Optimizing SDNs for Compose ElasticsearchPublished
As you may have read, we've taken the beta label off Compose Elasticsearch. We spent months refining our high performance Elasticsearch offering and making sure it was as exceptionally good as our other databases. During that time we hit a few obstacles which had to be overcome before we could push forward to release. Now Compose Elasticsearch is out of beta, we thought we'd talk about one in particular – how we optimized our networking for Compose Elasticsearch.
When developing the Compose platform, we were able to maximize our CPU and storage I/O performance on the host whilst retaining flexibility in resource allocation.
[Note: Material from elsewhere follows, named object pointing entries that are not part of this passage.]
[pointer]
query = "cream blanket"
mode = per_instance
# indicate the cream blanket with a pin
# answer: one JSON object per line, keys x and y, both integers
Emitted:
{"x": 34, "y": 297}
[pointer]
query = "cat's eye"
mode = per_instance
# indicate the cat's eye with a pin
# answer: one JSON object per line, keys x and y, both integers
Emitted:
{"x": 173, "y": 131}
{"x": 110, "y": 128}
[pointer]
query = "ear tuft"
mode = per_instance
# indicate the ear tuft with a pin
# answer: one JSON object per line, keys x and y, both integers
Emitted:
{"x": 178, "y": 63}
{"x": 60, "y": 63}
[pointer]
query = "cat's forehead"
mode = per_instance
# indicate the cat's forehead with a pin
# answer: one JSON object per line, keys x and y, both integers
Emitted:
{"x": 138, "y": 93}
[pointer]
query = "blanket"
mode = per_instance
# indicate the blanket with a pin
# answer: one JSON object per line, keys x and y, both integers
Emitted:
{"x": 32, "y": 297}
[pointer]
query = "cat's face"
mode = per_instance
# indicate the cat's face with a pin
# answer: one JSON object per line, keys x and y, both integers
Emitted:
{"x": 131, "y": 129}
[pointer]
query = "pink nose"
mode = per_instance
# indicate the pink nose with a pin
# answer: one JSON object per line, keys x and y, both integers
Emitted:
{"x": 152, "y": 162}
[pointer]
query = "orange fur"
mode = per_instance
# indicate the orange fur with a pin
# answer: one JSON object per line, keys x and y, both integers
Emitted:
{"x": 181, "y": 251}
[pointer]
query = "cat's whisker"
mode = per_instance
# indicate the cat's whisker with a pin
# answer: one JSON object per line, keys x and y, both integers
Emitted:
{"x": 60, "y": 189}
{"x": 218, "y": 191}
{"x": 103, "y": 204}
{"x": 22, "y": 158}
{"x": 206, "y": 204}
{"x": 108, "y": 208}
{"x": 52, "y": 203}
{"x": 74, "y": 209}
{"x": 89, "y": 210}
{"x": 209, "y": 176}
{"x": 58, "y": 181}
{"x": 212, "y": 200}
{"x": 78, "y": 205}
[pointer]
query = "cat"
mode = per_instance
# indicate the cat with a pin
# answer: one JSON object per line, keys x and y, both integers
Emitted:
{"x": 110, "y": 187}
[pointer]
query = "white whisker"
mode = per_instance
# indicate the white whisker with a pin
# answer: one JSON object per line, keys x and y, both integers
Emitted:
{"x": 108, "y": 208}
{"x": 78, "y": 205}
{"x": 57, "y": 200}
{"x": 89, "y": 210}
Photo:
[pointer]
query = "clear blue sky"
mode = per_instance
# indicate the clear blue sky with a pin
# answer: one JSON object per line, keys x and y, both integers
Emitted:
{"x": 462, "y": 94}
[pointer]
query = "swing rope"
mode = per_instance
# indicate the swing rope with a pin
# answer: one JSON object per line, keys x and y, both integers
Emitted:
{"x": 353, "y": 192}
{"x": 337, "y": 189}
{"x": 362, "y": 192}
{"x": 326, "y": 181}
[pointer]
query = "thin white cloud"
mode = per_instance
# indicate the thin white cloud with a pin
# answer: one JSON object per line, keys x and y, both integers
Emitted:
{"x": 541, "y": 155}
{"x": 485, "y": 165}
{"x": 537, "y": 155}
The modern database is the sum of its distributed components and the connections between them and the advent of powerful software defined networking has meant we can use many of the same approaches for our network connections as we use elsewhere.
That has, in turn, allowed for a tighter, but also more flexible, fit of our networking topology to the task at hand - running your database deployments. To illustrate how this works in practice, let's show you how we initially deployed our SDN and what we had to change to maximize its potential.
How we connect
Each node in any user's deployment is run in an LXC-based container. We're big believers in the containerized ecosystem and have been using the technology for several years. We had to create our own way of packaging the applications and filesystems for these containers and we call this combination a "capsule". Capsules are brought to life within an LXC container and are the unit of compute power around Compose. They are used throughout Compose's internal infrastructure, providing both user facing and internal applications on demand on a range of hardware.
When we create a database deployment, we create capsules for the database and access portals on large, heavily provisioned, shared systems. Each one of these host systems runs Open vSwitch and we initially connected to every other host over a mesh of GRE tunnels. Now this is not ideal unless you only have two hosts, because there's a loop in the network. By enabling Open vSwitch's Spanning Tree Protocol support, after a short interval, the network settles into a stable, connected state nullifying the loop problem.
Each host's Open vSwitch was configured to regulate the flow of packets between the hosts and when a deployment was begun capsules on the various hosts would be started up and connect to Open vSwitch automatically. Tunnels would be generated and connections made.
The emerging problem
This arrangement worked well for us but as our Elasticsearch beta went on, we started to notice a problem. As we scaled up with more users deploying Elasticsearch, network performance was not what we had been hoping for and at particular times we were seeing packet loss on the network, emphasising the fact that there were issues with the network. Even though the losses were marginal this was unacceptable to us and so we set about finding the source of the problem.
It turned out to be linked to changes in configuration of the network. When we added or removed a deployment, we would experience the degraded performance. As more users made use of Compose's platform for database services, so more deployments were being added or removed and it was this that was creating the performance drop. Digging deeper still, we found it was the use of the Spanning Tree Protocol in Open vSwitch that was the source of the trouble. STP is great when the network is relatively stable, but whenever there's a change made to the topology it has to go and measure it out again to work out how not to loop, even if the change was relatively minor. STP can take thirty to fifty seconds to respond to those topology changes
Stopping the spanning
The first stop should have been RSTP, Rapid Spanning Tree Protocol , a 2001 extension to STP which directly addresses the topology change problem and pulls the response time down to around six seconds by default, faster still in the case of a physical link failure. There's only two problems, it's still in development for Open vSwitch (but not that far off) and it doesn't completely address the problem.
We already used the OpenFlow implementation in Open vSwitch (OVS) to control the flow of traffic between hosts and we wondered if it would be possible to extend that control to the flow of traffic between the capsules running on the hosts. The answer is, yes, but with one other change we switched the tunnelling between hosts to VXLAN. This gave us more control over the configuration.
Now, rather than letting the STP in Open vSwitch work out the network topology and the associated routing, when we add or remove a node we also add and remove rules in OVS's OpenFlow configuration. That configuration defines the incoming and outgoing flow of packets from the capsule on one host to capsules on other hosts. We automate the process of course. By statically defining these rules though we remove the topology discovery of STP and let Open vSwitch start routing packets as soon as the capsules are up.
When the database instances in the capsules on the various hosts connect, we know the tunnelling is being routed correctly. We then monitor the capsules and VXLAN connections to detect any problems.
Some weeks ago, we switched over the Elasticsearch deployments to this new configuration. Because of the change in tunnelling, we had to schedule a brief period of down time. Once done though we found a network configuration that is now unbothered by packet loss or slowed during reconfiguration. The ability to roll this change out without physical hardware changes and map it precisely to our use case also shows us how powerful software defined networking can be.